The best use of miles and points isn’t always obvious
When I first heard of Avios points I thought, “Stupid. When am I going to fly British Airways? Who wants to pay their ridiculous fuel surcharges on international awards?” I don’t care if it’s only $600 for a business class flight to Europe. I refuse to pay the surcharge on principle.
But Avios are AMAZING for redeeming on domestic partners. Depending on the distance, you could pay as little as 9,000 points for a domestic, nonstop flight on American or Alaska. Flights to Hawaii from the West Coast are only 25,000 points in coach, less than the 35,000 points/miles many airlines charge through their own programs. There’s recently been buzz about the cheap price of first class award seats on Alaska Airlines through their partner Icelandair for only
35,000 30,000 miles anywhere Alaska flies! And many airline miles, like those from Hawaiian Airlines or Virgin Atlantic, may be more valuable when converted to Hilton HHonors points at a 1:2 ratio than when used for their original purpose.
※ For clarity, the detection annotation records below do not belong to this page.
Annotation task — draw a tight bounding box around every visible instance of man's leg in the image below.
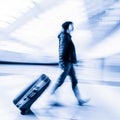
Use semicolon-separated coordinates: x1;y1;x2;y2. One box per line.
52;64;71;94
69;65;89;106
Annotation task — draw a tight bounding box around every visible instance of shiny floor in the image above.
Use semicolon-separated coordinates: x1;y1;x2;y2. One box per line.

So don’t assume you have to use miles and points the way they’re advertised. And even if you’re still going to use airline miles for flying, you don’t have to use them on the same airline that markets them. I got two tickets on Singapore Airlines to Singapore and Hong Kong in first class for only 260,000 United miles plus $126 (total) in taxes. When business class was only available for one short segment, I told the agent, “I don’t care if it’s business as long as I stay on a Singapore-operated plane. It’s still better than United first.”
Quibbles with the article
I have no idea why Capital One Venture Rewards is presented as a “perennial favorite.” Lots of cards, including the Chase Sapphire Preferred and Citi ThankYou Premier, offer the ability to redeem points for a cash credit toward travel. They also have larger sign-up bonuses, and applying for the Citi and Chase cards only puts one hard pull on your credit report. Capital One will pull reports from all three bureaus, making a bigger dent in your credit score. Although it does have the occasional 100,000 point bonus for a short time each year, and that can be sizable, the terms on the latest offer were so restrictive that it didn’t get much publicity. You are better off applying for both the Sapphire and ThankYou cards. Use the bonuses, figure out which one works best for you in the long run, and cancel the other.
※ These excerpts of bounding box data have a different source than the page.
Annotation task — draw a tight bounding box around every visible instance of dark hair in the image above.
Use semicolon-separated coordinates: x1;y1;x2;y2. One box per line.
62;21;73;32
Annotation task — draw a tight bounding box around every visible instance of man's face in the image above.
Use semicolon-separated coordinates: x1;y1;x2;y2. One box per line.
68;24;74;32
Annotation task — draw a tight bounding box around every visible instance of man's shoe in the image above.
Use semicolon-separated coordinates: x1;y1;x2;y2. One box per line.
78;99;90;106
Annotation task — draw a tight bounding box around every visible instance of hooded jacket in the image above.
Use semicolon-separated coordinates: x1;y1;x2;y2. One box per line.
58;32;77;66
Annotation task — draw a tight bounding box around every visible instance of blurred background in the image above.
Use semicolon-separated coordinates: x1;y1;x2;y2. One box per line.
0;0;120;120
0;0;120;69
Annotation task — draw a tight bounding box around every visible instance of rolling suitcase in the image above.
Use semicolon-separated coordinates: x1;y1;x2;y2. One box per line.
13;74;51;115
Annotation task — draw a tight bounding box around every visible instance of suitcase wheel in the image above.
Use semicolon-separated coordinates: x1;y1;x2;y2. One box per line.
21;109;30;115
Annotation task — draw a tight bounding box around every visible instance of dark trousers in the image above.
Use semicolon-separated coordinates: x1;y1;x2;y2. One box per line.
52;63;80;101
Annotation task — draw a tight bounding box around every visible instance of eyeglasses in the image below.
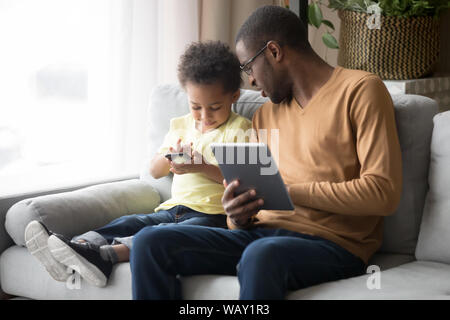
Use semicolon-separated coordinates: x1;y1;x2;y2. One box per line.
240;42;269;76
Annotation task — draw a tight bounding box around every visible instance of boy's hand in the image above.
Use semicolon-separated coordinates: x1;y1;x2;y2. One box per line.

The choice for using Ultimate Rewards points is presented as a tradeoff between 2 cents/point for transferring to other partners and 1 cent/point for cash back. You can get 1.2 cents if you redeem for travel through their online portal. You can also get more than 2 cents depending on how you value the partner awards (valuing awards is arbitrary and highly personal). It also suggests Mommy Points likes the Chase Ink Bold card because she earns 5X points at office supply stores but doesn’t reveal the true value of this opportunity: you can buy pre-paid Visa and AmEx gift cards there and redeem them almost anywhere else. I’m sure these were omissions on the part of the author, as they are not the kind of facts Mommy Points would forget!
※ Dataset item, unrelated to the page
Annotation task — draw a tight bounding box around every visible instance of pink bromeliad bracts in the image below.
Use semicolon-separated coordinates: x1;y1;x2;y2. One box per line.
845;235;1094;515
ExpertFlyer is a good choice for all-purpose award search, but airline sites can be superior if you learn how to use them. Create your own list for which one works best for different options. For example, use American Airlines to search for space on Alaska, Hawaiian, and American all at once. Their site has a pretty good calendar feature. If you need Alaska space in particular (like for Icelandair), use their own site to weed out Hawaiian and American. United has significantly improved their search engine, making it a good choice for almost all Star Alliance partners, but the calendar doesn’t always match reality. Even if it says there is no business class on a particular day, scroll down to view the results because you might see it anyway. For more accuracy but a less user-friendly experience, try ANA.